I used cartoons as diaries. I still do. They're my way of figuring out the world, what's happening to me or what I'm thinking about.
Shooting in Los Angeles is always pleasant and comfortable. Shooting in New York is like being on 'Survivor.'
I started doing a Twitter feed when my father was dying. I was very distracted, preoccupied. It was upsetting.
When I was a kid, and I was watching TV, I just loved it so much that I wanted to crawl into that TV.
I can't get enough of self-help books of all kinds.
In L.A., you can put out a craft-service table anywhere, and it's no big deal. But in New York, people who walk by it on the street get really angry about it.
All I can really tell you about my father is that he did odd things like put tin foil on a bottle of beer after having a few sips, then put it in the refrigerator to perhaps have on another night.
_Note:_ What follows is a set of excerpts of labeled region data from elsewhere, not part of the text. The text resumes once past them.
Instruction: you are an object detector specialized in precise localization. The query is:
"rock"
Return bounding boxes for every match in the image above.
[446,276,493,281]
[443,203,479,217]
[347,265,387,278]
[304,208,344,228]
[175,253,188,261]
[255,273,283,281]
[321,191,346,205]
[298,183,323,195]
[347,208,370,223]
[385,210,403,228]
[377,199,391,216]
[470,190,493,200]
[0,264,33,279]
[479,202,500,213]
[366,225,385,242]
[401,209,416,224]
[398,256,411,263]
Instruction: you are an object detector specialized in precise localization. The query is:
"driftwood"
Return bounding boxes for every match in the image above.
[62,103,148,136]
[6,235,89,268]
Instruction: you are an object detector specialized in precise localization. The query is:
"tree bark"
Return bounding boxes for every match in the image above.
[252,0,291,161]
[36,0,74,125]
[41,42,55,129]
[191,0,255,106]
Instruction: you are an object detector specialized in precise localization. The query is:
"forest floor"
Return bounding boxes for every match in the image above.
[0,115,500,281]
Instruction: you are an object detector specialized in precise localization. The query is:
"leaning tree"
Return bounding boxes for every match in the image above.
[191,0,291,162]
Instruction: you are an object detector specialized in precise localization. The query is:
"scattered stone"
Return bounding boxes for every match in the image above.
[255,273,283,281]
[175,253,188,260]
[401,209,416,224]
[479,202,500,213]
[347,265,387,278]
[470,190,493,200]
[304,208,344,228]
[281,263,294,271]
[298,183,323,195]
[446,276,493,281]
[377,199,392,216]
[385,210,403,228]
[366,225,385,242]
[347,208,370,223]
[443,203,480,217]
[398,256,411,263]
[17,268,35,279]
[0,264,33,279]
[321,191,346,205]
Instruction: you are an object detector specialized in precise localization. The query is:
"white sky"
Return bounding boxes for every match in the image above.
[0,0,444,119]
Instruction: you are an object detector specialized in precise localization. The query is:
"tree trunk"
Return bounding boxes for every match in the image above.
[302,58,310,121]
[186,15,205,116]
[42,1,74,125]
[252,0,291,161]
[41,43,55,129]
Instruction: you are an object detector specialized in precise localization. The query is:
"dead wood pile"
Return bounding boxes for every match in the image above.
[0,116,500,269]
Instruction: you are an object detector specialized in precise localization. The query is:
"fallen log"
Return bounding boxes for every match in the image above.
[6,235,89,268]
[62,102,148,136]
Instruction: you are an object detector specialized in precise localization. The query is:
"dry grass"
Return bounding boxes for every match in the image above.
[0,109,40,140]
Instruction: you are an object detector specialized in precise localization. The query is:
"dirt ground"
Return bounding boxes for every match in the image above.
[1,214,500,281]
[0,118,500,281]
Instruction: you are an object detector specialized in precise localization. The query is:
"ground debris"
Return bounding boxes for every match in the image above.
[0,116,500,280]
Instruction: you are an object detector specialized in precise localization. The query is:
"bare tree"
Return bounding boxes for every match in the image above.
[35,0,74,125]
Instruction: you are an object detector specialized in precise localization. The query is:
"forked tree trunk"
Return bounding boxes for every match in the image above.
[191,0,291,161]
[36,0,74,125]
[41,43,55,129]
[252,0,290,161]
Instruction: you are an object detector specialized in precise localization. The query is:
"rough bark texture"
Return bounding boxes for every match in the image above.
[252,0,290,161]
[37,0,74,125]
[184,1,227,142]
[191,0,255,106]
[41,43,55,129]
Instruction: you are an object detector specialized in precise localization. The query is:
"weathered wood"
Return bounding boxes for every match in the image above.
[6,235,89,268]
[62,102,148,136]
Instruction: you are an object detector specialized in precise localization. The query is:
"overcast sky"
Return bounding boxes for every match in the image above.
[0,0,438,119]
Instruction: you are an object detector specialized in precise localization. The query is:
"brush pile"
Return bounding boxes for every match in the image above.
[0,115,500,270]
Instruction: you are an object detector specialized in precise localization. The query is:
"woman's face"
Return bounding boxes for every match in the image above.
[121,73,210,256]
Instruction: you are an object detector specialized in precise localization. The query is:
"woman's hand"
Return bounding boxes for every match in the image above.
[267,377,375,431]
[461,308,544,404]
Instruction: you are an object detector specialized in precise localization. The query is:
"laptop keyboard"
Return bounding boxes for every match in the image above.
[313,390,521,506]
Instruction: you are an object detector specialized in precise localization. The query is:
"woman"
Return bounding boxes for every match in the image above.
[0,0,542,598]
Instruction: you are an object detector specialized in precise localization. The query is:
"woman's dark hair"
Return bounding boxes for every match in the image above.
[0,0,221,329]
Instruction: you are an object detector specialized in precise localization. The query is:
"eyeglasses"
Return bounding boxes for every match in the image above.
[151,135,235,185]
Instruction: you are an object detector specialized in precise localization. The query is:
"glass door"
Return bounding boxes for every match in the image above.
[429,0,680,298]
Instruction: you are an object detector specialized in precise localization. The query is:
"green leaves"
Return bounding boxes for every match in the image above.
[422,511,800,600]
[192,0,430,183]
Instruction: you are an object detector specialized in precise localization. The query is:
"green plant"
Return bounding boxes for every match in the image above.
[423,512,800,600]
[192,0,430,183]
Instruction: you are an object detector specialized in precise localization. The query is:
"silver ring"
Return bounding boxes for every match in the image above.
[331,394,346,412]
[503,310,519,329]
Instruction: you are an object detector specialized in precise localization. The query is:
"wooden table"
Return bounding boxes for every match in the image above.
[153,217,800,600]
My mother couldn't take having three boys. She was extremely jumpy, to say the least. Any noise startled her. The sound of a pot dropping on the ground could make her hit the ceiling.
As an adult, it's hard for me to remember my mother before her sickness. But if I go back into childhood, I can access that.
Yes, the people I draw don't have a wide variety of looks. Every now and then I'll spruce it up, like a woman will be wearing a two-piece suit as opposed to a one-piece, or a man will not be wearing a tie; he'll just have a collar.
We only got clothing once a year, like, right before school began. It's like, that's when you got your clothing.
It's self-soothing for me to draw. So if I'm upset, drawing makes me less upset.
I've had to whine for everything I've ever really wanted.
I read the 'New Yorker' when I was a kid. I used to love the cartoons and pick the cartoons out of the library, so I felt I knew the world of their cartoons.
There was never any butter in our home. Just margarine. My parents acted like butter was lethal. I don't think I ever saw either one have a piece of butter. I would go over to friends' houses and down sticks of butter.
I love graduation speeches. I have always loved them; I will always love them.
Sometimes I'll be reading something online and just get so frustrated because of what people are saying.
I'm continually working on myself. Nothing ever actually works.
Graduation speeches force you to reflect. They are about consciousness. Nothing is better than consciousness.
My mother always bought our birthday gifts.
I started trying to be a writer and failed for years. I tried novels, short stories, sitcoms, movies, plays, anything. And then, to support myself, I had millions of jobs on the fringes of show business.
It was memorable the first time 'The New Yorker' bought a cartoon from me. I had been sending them batches for years every week, and they didn't respond to them.
I never really got into 'The Munsters' that much, but there was one aspect that was compelling. That was Marilyn. She was the only normal one among this group of creatures.
Of course I loved 'I Love Lucy' and saw every episode over and over again. I found it heartbreaking that Ricky got to be famous and have an exciting life at the Tropicana while Lucy was stuck in that terrible apartment with the Mertzes.
My cartoon life is in my office, and it's very separate and getting very in my own head. My television life is I'm begging one of the actors to say the line in the way I'd like them to.
I actually thought, like, I was sure 'Get Smart' and, like, 'James Bond' movies, I was sure that that's what real life was like.
In New York, all the crews read 'The New Yorker.' In Los Angeles, they don't know from 'The New Yorker.'
When I'm on the set, I'll come up with ideas if I'm sort of just between responsibilities, because there's a lot of sitting around on set. Invariably, though, the stuff I come up with on the set tends to be bad.
One quintessential moment in time is when you're 22, when you graduate college. And then another quintessential time is as a middle-age man. That's the convergence.
I go through my day remembering things like telephone cords.
When I was a kid, I would be watching TV shows like, you know, like 'Get Smart' and be like, 'That's what being an adult is.'
No, I never - no one ever - I never learned anything when I was a kid. Honestly, my parents had nothing to tell me - like, no wisdom, nothing.
Actually, I think that 'Seinfeld' tackles the same kinds of issues as 'Six Feet Under,' just in a different way.